To be sure, loneliness is worth thinking about at holiday time. For Thomas Dumm, who teaches politics at Amherst College, it's no abstraction. A widower, he lost both his wife and mother in recent years, and his daughter has moved out. He seems an ideal guide to the topic.

Yet

Loneliness as a Way of Life

arrives as a bizarre, fascinating book, more a document than a coherent study. In its inadvertent portrait of its tortured-soul author, an angry writer imprisoned in the hot air of academic discourse, it makes the point Dumm thinks he's making overtly: that our greatest loneliness is a failure to connect to our true selves.

At the outset of

Loneliness

, Dumm declares himself most interested in the "political dimension" of loneliness. For the first two-thirds of the book he operates as a typical expositor of high-toned cultural material. He expatiates on King Lear. He ponders Hannah Arendt's claim that totalitarianism seeks loneliness among citizens as a way of controlling them. He interminably annotates

Death of a Salesman

,

Moby Dick

, and the film

Paris, Texas

- not much of that commentary illuminates loneliness.

Meanwhile, an unacademic anger shoots from the book's pages at odd points: blunt contempt for salesmen in general and their "complete insubstantiality," vituperative hatred for George W. Bush, "his sovereign madness, his stupidity."

Only on Page 95, when Dumm surprisingly leaps into discussion of his marital wars with his wife, Brenda, before lung cancer struck her down, does the book come almost frighteningly alive as Dumm's bland, theoretical vocabulary disappears. Indeed, he plunges us into his upbringing with a speed that induces vertigo. The seventh of nine children of - yes - an insurance salesman, Dumm admits to having been "a difficult child, prone to screaming fits, angry, bored, sharp-tongued, sometimes mean." He writes that his mother, "who could not love me and whom I learned not to love in return," would lock him away "in a cubbyhole closet under the staircase in the dining room." From his mother, writes Dumm, "I first gained my sense of loneliness as a way of life."

Next he recounts how pleural mesothelioma took Brenda after "experimental surgery that removed more of her insides than we thought possible" and "the most brutal and intensive chemotherapy and radiation treatment available extended her life for four and a half years."

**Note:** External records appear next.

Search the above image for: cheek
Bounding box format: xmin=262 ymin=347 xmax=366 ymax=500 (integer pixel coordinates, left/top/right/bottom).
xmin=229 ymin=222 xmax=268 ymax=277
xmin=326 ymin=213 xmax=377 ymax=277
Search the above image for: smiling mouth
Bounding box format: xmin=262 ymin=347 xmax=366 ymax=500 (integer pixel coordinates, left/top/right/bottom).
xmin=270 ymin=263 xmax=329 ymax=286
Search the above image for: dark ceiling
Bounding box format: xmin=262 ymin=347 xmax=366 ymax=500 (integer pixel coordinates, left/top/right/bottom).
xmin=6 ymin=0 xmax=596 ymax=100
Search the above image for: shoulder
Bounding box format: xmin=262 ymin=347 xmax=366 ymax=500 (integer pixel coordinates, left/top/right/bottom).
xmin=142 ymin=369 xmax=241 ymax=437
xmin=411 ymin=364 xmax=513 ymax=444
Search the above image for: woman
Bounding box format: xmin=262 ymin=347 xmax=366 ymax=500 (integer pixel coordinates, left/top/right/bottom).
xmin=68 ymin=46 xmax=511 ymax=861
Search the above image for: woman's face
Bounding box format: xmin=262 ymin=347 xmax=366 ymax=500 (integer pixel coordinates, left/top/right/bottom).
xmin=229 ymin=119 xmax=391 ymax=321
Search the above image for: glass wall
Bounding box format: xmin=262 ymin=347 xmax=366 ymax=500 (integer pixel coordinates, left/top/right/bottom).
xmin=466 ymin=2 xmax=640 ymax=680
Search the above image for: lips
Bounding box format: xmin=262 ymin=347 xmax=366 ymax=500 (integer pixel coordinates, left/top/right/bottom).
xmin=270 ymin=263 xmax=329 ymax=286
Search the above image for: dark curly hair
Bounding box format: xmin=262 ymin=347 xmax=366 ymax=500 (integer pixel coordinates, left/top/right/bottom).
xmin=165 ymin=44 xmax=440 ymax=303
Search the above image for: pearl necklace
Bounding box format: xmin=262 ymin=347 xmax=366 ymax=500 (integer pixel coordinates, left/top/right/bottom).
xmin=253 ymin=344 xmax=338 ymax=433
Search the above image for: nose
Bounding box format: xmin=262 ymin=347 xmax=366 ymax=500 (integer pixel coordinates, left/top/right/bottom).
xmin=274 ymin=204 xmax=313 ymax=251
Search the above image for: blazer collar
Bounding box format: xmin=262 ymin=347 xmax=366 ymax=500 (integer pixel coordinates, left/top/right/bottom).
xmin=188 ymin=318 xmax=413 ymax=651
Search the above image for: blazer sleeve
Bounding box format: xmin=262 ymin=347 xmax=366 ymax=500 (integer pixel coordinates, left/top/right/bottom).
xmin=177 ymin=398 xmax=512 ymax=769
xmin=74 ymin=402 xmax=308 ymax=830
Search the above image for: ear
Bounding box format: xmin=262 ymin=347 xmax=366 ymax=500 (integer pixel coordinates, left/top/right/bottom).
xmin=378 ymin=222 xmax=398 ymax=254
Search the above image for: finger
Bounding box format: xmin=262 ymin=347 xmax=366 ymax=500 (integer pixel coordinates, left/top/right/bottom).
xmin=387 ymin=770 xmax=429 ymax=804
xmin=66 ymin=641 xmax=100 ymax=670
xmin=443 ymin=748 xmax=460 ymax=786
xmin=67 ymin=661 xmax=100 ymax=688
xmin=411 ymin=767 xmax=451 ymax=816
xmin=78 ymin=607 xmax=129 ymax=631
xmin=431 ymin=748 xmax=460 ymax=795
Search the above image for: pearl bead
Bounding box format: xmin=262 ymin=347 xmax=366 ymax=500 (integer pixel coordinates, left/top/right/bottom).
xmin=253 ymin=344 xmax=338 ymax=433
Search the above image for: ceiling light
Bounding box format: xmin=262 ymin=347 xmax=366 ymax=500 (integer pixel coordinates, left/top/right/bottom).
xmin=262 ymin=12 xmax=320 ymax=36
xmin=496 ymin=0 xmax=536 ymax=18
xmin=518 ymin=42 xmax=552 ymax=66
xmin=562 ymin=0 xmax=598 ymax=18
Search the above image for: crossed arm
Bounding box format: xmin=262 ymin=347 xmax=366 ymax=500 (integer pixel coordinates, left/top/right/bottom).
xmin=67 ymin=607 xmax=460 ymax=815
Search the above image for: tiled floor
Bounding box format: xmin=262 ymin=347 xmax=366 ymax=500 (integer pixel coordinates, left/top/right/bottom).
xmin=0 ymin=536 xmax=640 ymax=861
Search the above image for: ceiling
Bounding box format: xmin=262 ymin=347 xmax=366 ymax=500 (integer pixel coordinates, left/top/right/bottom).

Suddenly, Dumm's writing takes on incantatory concreteness and power:

"In every home with a seriously sick person we find the debris of sickness - the clotted tissues, the bedpans, the medicine bottles, heating pads, pillows and reclining chairs, the oxygen machines and nasal tubes - residues of the technologies brought to bear against the foreign agent, the failing part. . . . These ordinary objects commingle with the newspapers and magazines, the food in the refrigerator, the calendars of the children's events. . . . The house becomes a strangely comfortable jumble of life and death."

And then the window into Dumm's life closes. In a flash, he delivers us back to the lifeless seminar. More attacks on the "nihilism of capital" he's mentioned earlier. Attempts to explain the opaque thinker Judith Butler on "relationality." Exposition of Freud on narcissism.

Only the anger remains. And the title of this book takes on greater meaning. It must be terribly lonely to be Thomas Dumm, entitled to his grief and rage, and have to disguise and encase them in the falseness of artificial academic rhetoric. Plainly, what he really wants - understandably - is to curse the darkness and strike out at someone or something.

At the end, Dumm informs us, in dispassionate voice, that loneliness is an "elemental part" of ourselves. For sure.

In other words, enjoy the holidays. But don't be fooled by those crowds around you. They're just hordes of lonely people, getting together.